51.  Nada do que é de Deus falta a Ele, em quem Deus opera, fala e é visto, quando Ele opera, fala e é visto. Não são dois diferentes, na ação, palavra ou aparência de um só, nem se trata de um Deus solitário, que agiu, falou e foi visto como Deus, no Deus que age, fala e é visto. Isto é o que a Igreja compreende, a sinagoga não acredita, a filosofia não entende: que o que é Um proceda do que é Um, que o que é inteiramente Deus proceda do que é inteiramente Deus, que o que é Filho também seja Deus, e, por seu nascimento, não retire do Pai a sua plenitude e Ele próprio não deixe de ter consigo a plenitude, pelo fato de nascer. Quanto ao que se deixa iludir por tamanha estultice e incredulidade, é seguidor dos judeus e dos gentios.

 

Capítulo 52.

52.  Para poderes entender a palavra do Senhor: tudo o que o Pai tem é meu (Jo 16,15), escuta o ensinamento do Apóstolo que diz: tomai cuidado para que ninguém vos escravize por vãs e enganosas especulações da “filosofia”, segundo a tradição dos homens, segundo os elemento do mundo, e não segundo Cristo, porque nele habita a plenitude da divindade corporalmente.

53.  Pertence ao mundo, pensa segundo a tradição dos homens e é prisioneiro da filosofia todo aquele que ignora a Cristo como Deus verdadeiro e desconhece que nele está a plenitude da divindade.

54.  A mente humana só aprecia o que entende, e o mundo somente crê naquilo que pode apreender, julgando que, pela natureza das coisas, só é possível aquilo que vê ou faz.

55.  Os elementos do mundo vieram à existência do nada, porém Cristo não existe a partir do não existente nem, para ter origem, começou a existir.

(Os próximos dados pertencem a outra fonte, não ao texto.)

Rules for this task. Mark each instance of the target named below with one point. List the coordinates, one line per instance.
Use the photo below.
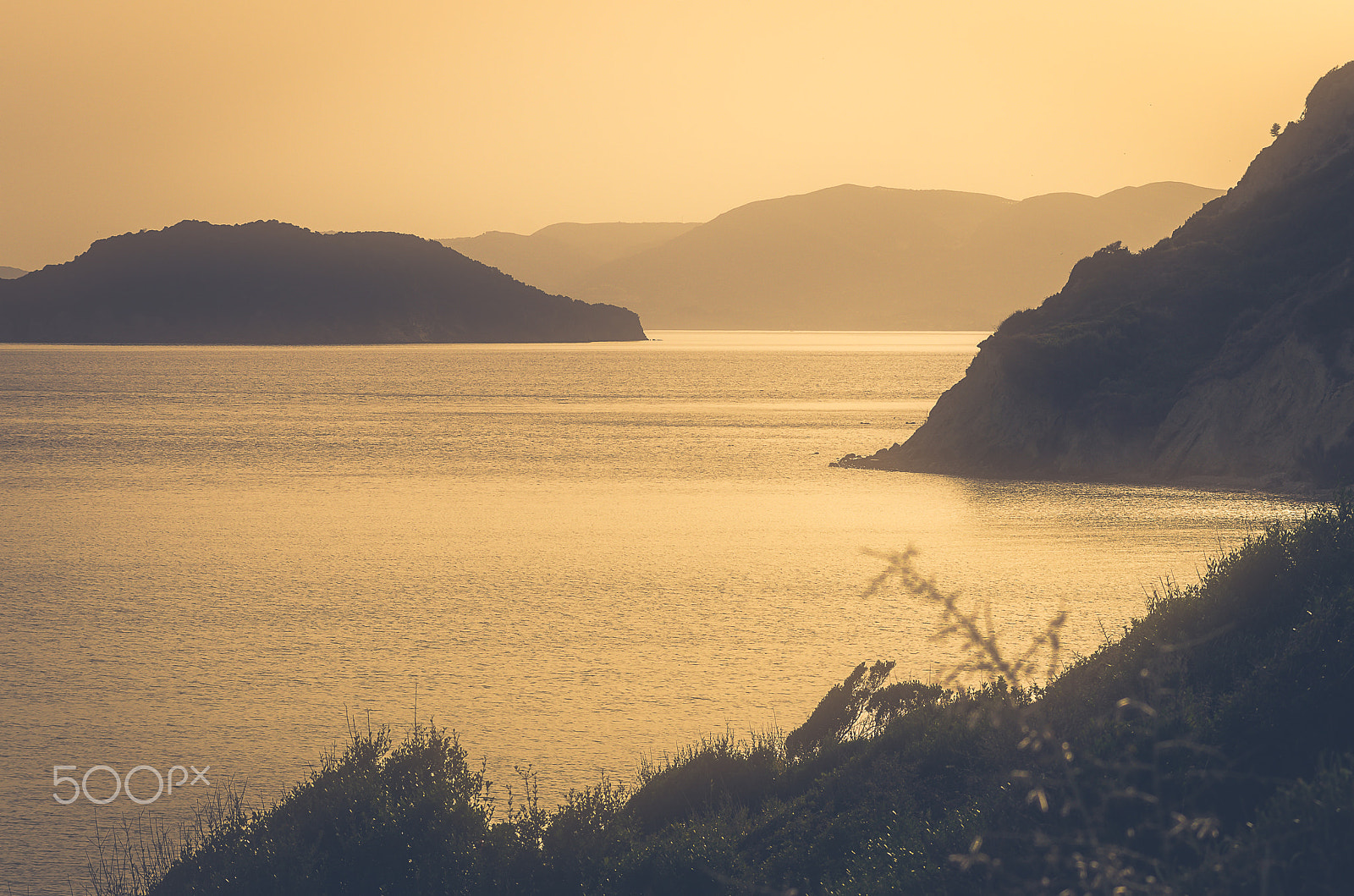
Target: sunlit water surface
(575, 555)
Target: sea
(218, 562)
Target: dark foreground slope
(1225, 351)
(277, 283)
(1208, 750)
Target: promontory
(1225, 351)
(270, 283)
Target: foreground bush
(1205, 751)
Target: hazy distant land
(1225, 351)
(846, 257)
(277, 283)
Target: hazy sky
(453, 118)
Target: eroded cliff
(1222, 352)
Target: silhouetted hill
(1225, 351)
(277, 283)
(554, 257)
(850, 257)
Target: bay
(575, 555)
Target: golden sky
(453, 118)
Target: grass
(1208, 750)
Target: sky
(453, 118)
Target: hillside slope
(873, 257)
(554, 257)
(277, 283)
(1223, 352)
(845, 257)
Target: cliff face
(277, 283)
(1225, 351)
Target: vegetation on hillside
(1225, 349)
(1207, 750)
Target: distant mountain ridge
(845, 257)
(1225, 352)
(275, 283)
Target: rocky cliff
(275, 283)
(1225, 351)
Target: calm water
(575, 555)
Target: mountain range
(845, 257)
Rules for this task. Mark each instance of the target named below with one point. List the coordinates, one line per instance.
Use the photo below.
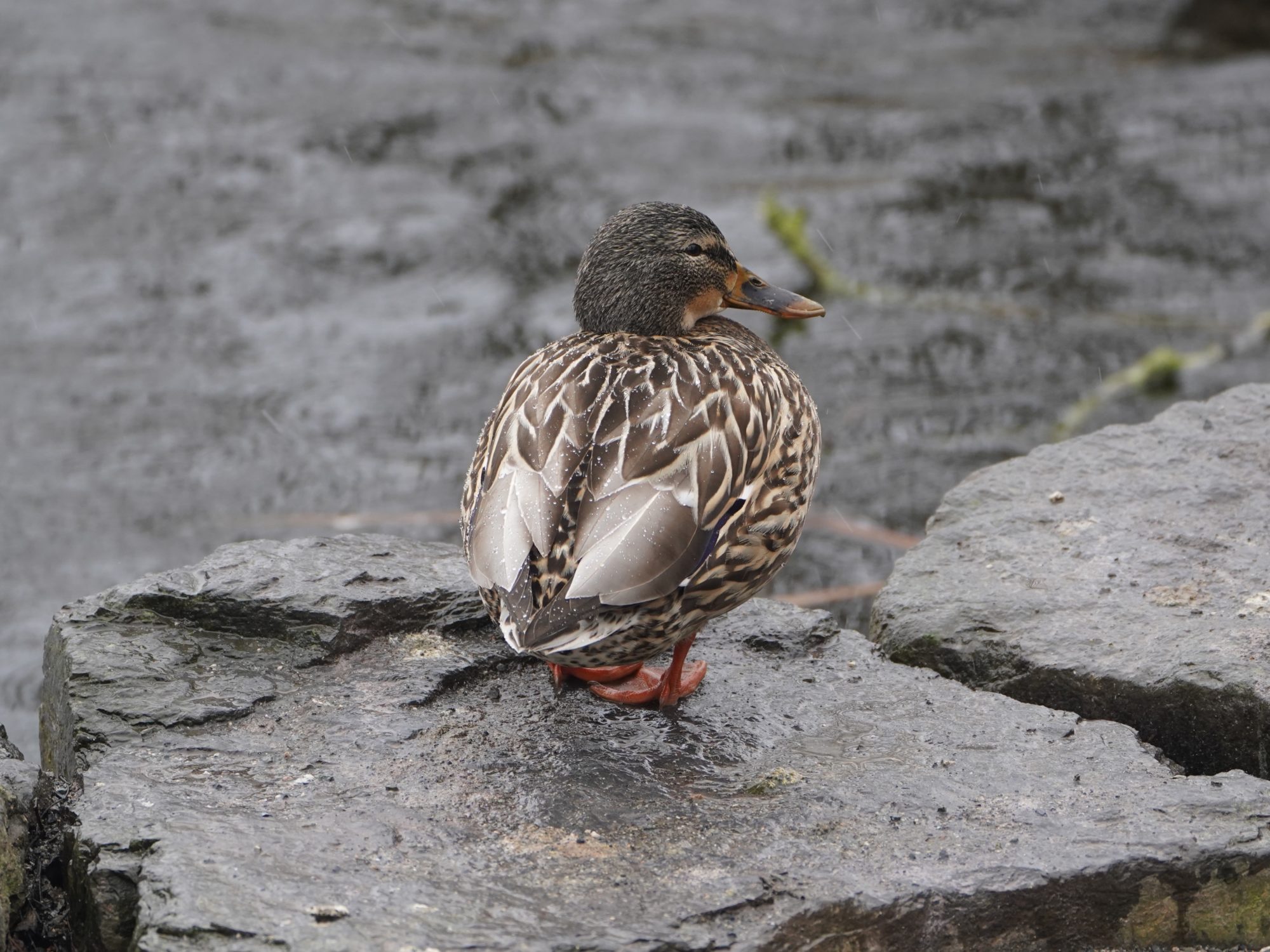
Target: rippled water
(265, 267)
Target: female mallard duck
(648, 473)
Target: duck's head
(658, 268)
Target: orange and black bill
(754, 294)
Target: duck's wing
(612, 479)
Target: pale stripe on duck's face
(718, 258)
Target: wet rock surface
(265, 267)
(1144, 596)
(17, 809)
(323, 744)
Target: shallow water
(265, 268)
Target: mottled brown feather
(610, 463)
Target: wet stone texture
(17, 804)
(323, 744)
(1142, 597)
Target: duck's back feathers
(610, 469)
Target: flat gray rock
(1144, 596)
(324, 746)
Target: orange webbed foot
(651, 682)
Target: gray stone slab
(1142, 597)
(289, 746)
(17, 805)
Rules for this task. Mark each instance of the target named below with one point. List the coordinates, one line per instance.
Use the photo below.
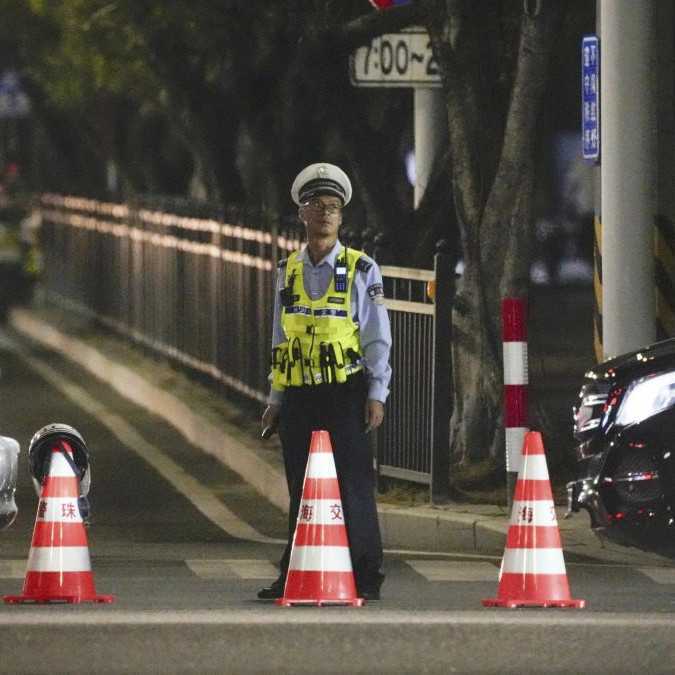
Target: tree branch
(361, 31)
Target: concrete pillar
(431, 125)
(628, 174)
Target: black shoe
(369, 587)
(273, 591)
(369, 594)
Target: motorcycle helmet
(45, 439)
(9, 459)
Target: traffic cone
(533, 568)
(58, 567)
(320, 567)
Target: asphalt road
(184, 544)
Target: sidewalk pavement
(216, 427)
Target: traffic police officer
(330, 366)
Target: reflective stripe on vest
(322, 338)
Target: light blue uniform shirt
(368, 311)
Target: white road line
(661, 575)
(444, 570)
(233, 568)
(107, 615)
(188, 486)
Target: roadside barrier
(320, 568)
(533, 567)
(59, 569)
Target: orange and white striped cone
(533, 567)
(320, 567)
(59, 569)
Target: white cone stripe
(59, 510)
(321, 465)
(538, 513)
(59, 559)
(515, 437)
(321, 559)
(515, 363)
(59, 466)
(533, 467)
(533, 561)
(321, 512)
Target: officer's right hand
(270, 420)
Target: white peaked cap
(321, 179)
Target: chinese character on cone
(533, 568)
(59, 569)
(320, 568)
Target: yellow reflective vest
(322, 340)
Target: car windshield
(647, 397)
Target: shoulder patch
(363, 265)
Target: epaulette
(363, 265)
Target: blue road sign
(590, 97)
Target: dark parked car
(624, 425)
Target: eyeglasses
(317, 206)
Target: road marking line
(106, 616)
(172, 472)
(12, 569)
(661, 575)
(444, 570)
(233, 568)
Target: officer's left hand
(374, 414)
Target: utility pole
(628, 172)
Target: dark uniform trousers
(340, 410)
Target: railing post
(442, 375)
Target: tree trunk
(493, 194)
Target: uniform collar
(332, 256)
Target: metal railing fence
(196, 285)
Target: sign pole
(430, 131)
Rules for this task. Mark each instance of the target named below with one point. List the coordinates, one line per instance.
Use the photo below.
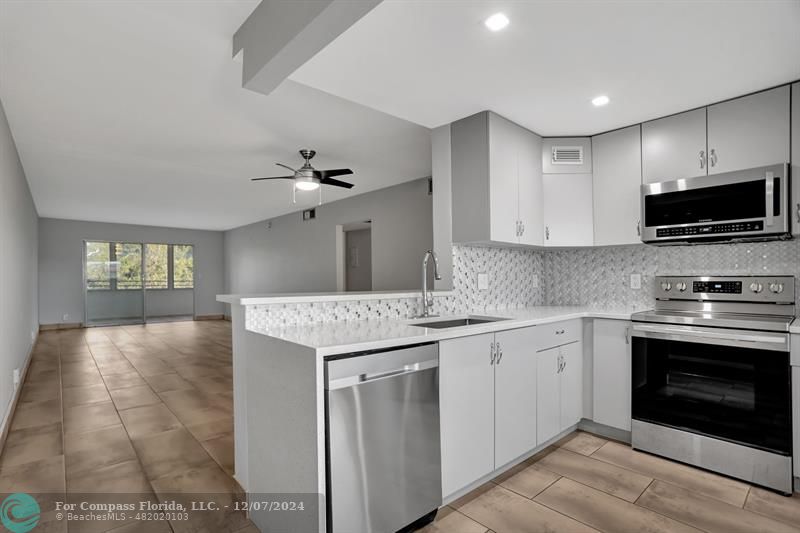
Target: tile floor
(586, 483)
(147, 410)
(130, 411)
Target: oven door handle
(776, 342)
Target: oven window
(734, 201)
(740, 395)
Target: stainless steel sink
(458, 322)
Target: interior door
(748, 132)
(674, 147)
(466, 405)
(113, 283)
(571, 384)
(548, 409)
(515, 395)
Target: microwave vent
(567, 155)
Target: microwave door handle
(770, 193)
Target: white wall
(300, 256)
(61, 263)
(18, 249)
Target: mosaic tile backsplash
(525, 278)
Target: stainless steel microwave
(748, 204)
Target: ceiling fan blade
(336, 183)
(322, 174)
(286, 166)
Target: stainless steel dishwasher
(383, 451)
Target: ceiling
(133, 112)
(435, 62)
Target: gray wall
(18, 249)
(288, 254)
(61, 263)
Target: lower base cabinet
(559, 389)
(611, 383)
(487, 403)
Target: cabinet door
(795, 170)
(616, 186)
(515, 395)
(611, 382)
(571, 384)
(748, 132)
(466, 406)
(504, 142)
(530, 197)
(674, 147)
(568, 210)
(548, 413)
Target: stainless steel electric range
(711, 378)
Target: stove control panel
(759, 289)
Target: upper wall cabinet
(747, 132)
(617, 177)
(497, 181)
(743, 133)
(795, 170)
(674, 147)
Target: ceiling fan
(307, 178)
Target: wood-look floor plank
(707, 513)
(504, 511)
(694, 479)
(609, 478)
(606, 512)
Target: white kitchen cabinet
(496, 184)
(611, 383)
(795, 170)
(466, 407)
(548, 408)
(568, 219)
(559, 389)
(616, 186)
(750, 131)
(674, 147)
(515, 394)
(571, 392)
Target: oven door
(749, 203)
(733, 385)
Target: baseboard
(12, 405)
(210, 317)
(61, 325)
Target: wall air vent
(567, 155)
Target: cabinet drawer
(558, 333)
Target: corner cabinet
(487, 397)
(496, 181)
(611, 383)
(617, 177)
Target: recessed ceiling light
(496, 22)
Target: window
(156, 263)
(98, 267)
(128, 266)
(183, 266)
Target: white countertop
(306, 297)
(332, 338)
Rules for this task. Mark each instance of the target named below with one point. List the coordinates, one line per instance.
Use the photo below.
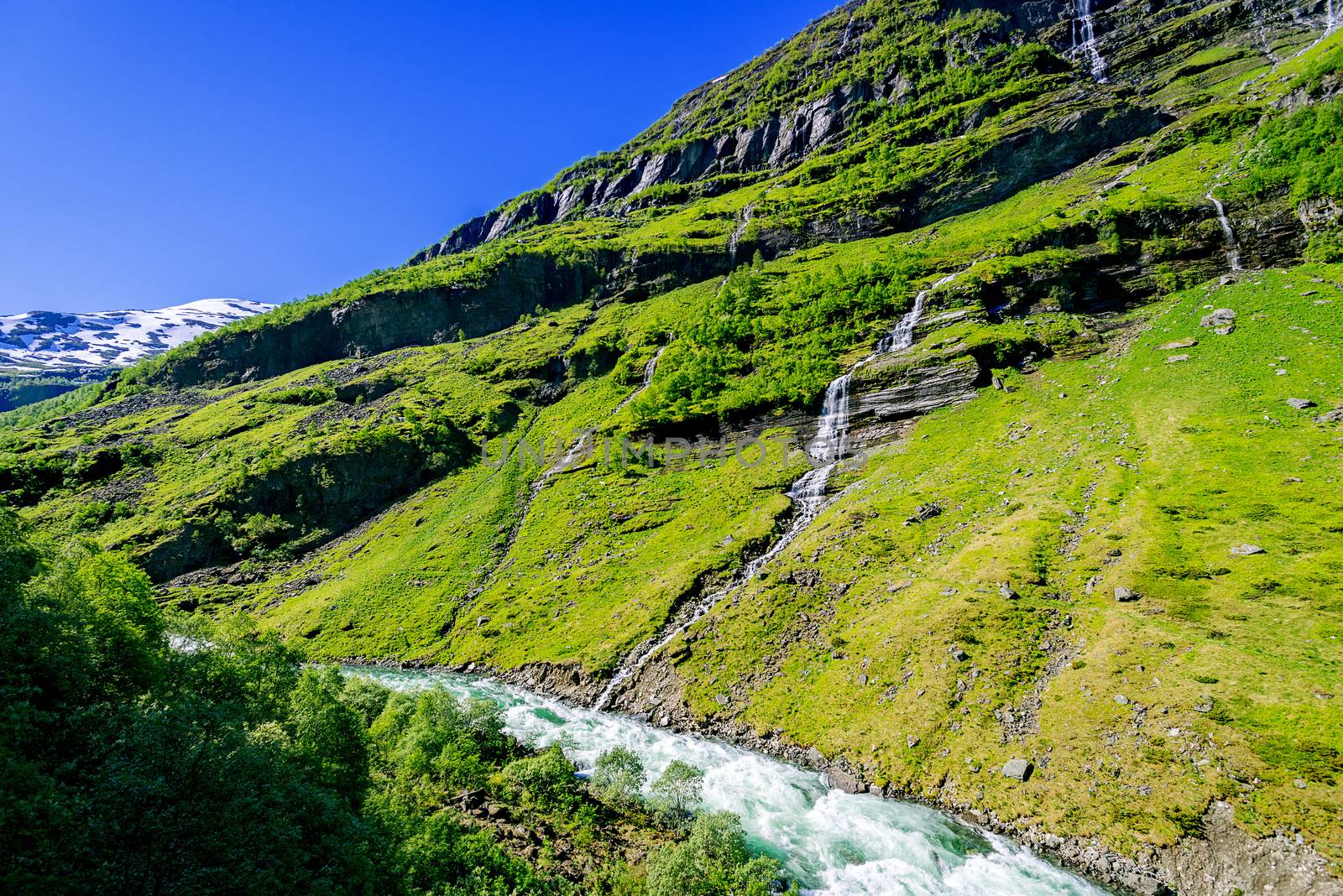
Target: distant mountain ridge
(64, 341)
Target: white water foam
(1085, 29)
(1233, 246)
(807, 492)
(832, 842)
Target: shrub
(618, 777)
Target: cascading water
(1262, 23)
(807, 492)
(574, 454)
(1233, 247)
(1084, 27)
(577, 450)
(830, 842)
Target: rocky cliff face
(1135, 38)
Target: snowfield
(54, 340)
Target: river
(832, 842)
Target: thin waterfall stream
(828, 841)
(807, 492)
(568, 459)
(1085, 29)
(1233, 246)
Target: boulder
(923, 514)
(843, 779)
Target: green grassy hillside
(336, 468)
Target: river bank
(830, 841)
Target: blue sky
(156, 154)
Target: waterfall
(1085, 27)
(1233, 247)
(833, 430)
(807, 492)
(739, 231)
(575, 452)
(1262, 31)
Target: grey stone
(1333, 416)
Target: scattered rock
(1220, 318)
(923, 514)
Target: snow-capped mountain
(55, 340)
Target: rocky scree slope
(1027, 550)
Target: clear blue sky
(154, 154)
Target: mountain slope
(53, 340)
(1027, 549)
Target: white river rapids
(830, 842)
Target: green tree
(712, 862)
(678, 792)
(618, 777)
(329, 737)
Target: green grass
(1165, 466)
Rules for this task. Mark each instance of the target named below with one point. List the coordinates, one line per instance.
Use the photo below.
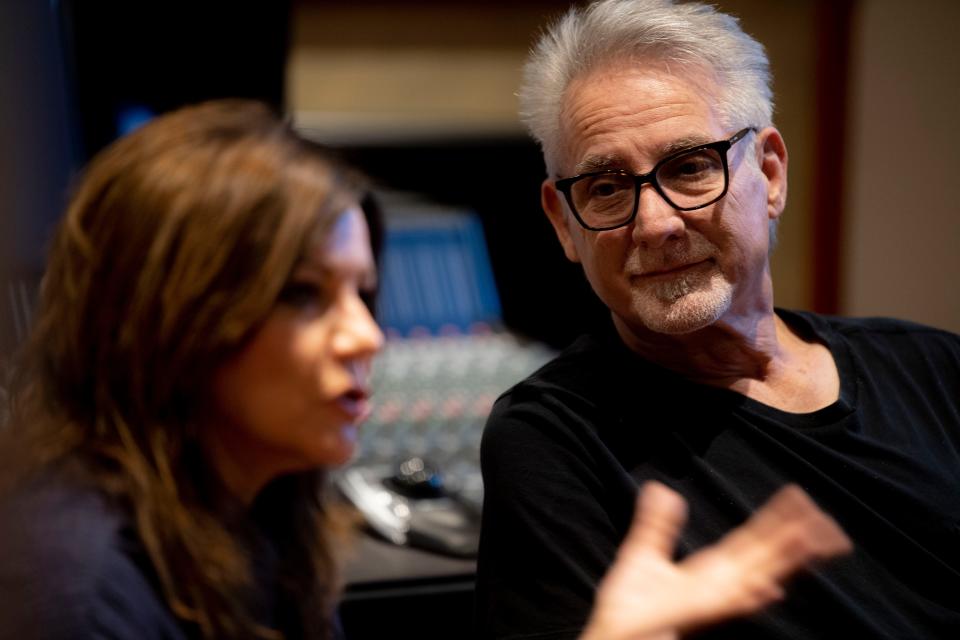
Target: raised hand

Recebeu uma origem eterna daquele que é seu Princípio. Os elementos do mundo ou carecem de vida ou começam a existir. Cristo é a vida, nasceu do Deus vivo como Deus vivo. Os elementos do mundo foram estabelecidos por Deus, porém não são Deus; Cristo é Deus de Deus e é inteiramente o que Deus é.

56.  Os elementos do mundo existem dentro de limites e não podem estar fora de si mesmos, saindo de si; Cristo está em Deus e tem em si a Deus de modo misterioso. Os elementos do mundo quando engendram de si a vida para os seus semelhantes oferecem de si mesmos, por meio dos instintos corporais, os princípios do nascimento, porém não estão eles mesmos como seres vivos naqueles que nascem; em Cristo, porém, está a plenitude da divindade.

 

Capítulo 53.

57.  Pergunto de quem é a divindade que está na plenitude, se não é a divindade do Pai, ó falso pregador de um só Deus. Que outro Deus me apresentarás, cuja divindade habite em Cristo em plenitude? Porém, se é a divindade do Pai, explica de que maneira habita nele corporalmente esta plenitude, porque, se acreditas que o Pai está no Filho de modo corporal, o Pai que habita no Filho não existirá em si mesmo.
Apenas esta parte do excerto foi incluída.